A System Under Unprecedented Strain 

The failings in Alice's care do not exist in a vacuum. Recent reports reveal a psychiatric care system in turmoil. In 2023, NHS mental health services received a record 5 million referrals, an 11% increase from the previous year. This surge in demand has put immense pressure on services already struggling with workforce shortages and a reduction in available hospital beds. A 2025 report from the Health Services Safety Investigations Body highlighted a persistent culture of fear and blame, alongside a failure to involve patients and families, which obstructs learning from inpatient deaths. 

A Call for Radical Change 

Following the verdict, the Figueiredos clarified their objective was not revenge, but meaningful reform. Jane sent a strong message to mental health providers, stating that they are not beyond the law and have to do much better. Max called for legal reforms to close loopholes that make it difficult to prosecute healthcare institutions. He challenged the narrative that such deaths are unavoidable, maintaining that NELFT was grossly negligent. Their public statements were a powerful call to action, demanding that lessons finally be learned to prevent future tragedies. 
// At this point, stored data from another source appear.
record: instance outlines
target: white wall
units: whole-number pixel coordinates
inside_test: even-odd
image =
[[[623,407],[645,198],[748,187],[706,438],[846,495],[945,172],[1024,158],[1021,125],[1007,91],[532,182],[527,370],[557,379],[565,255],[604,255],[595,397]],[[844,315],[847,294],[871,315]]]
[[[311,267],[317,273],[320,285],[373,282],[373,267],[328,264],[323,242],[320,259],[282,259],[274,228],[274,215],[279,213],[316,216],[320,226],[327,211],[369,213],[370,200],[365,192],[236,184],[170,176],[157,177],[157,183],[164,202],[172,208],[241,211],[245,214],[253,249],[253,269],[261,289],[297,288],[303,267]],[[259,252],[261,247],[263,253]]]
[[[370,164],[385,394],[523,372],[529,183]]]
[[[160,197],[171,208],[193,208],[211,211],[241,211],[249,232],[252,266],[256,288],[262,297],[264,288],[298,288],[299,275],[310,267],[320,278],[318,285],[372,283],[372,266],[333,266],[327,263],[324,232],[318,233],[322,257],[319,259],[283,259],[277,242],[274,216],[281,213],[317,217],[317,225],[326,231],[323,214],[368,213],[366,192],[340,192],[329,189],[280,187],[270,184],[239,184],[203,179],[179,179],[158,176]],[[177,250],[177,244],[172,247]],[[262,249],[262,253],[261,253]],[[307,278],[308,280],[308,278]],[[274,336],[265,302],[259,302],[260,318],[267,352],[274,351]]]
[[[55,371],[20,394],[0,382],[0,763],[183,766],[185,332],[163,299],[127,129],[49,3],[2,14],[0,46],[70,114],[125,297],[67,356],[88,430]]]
An Empty Seat at the Table 

For the Figueiredo family, Monday's verdicts are not a cause for celebration. The legal victory cannot bring back their daughter. Jane spoke of the immeasurable loss of Alice's "luminous, kind, thoughtful, generous, warm, humorous and deeply loving presence." A special voice is now silent, and there is forever one empty place at their family table. Their decade-long struggle was a final act of love for Alice, a fight to ensure her memory would serve as a catalyst for meaningful change, so that no other family has to endure such a heartbreaking and preventable loss.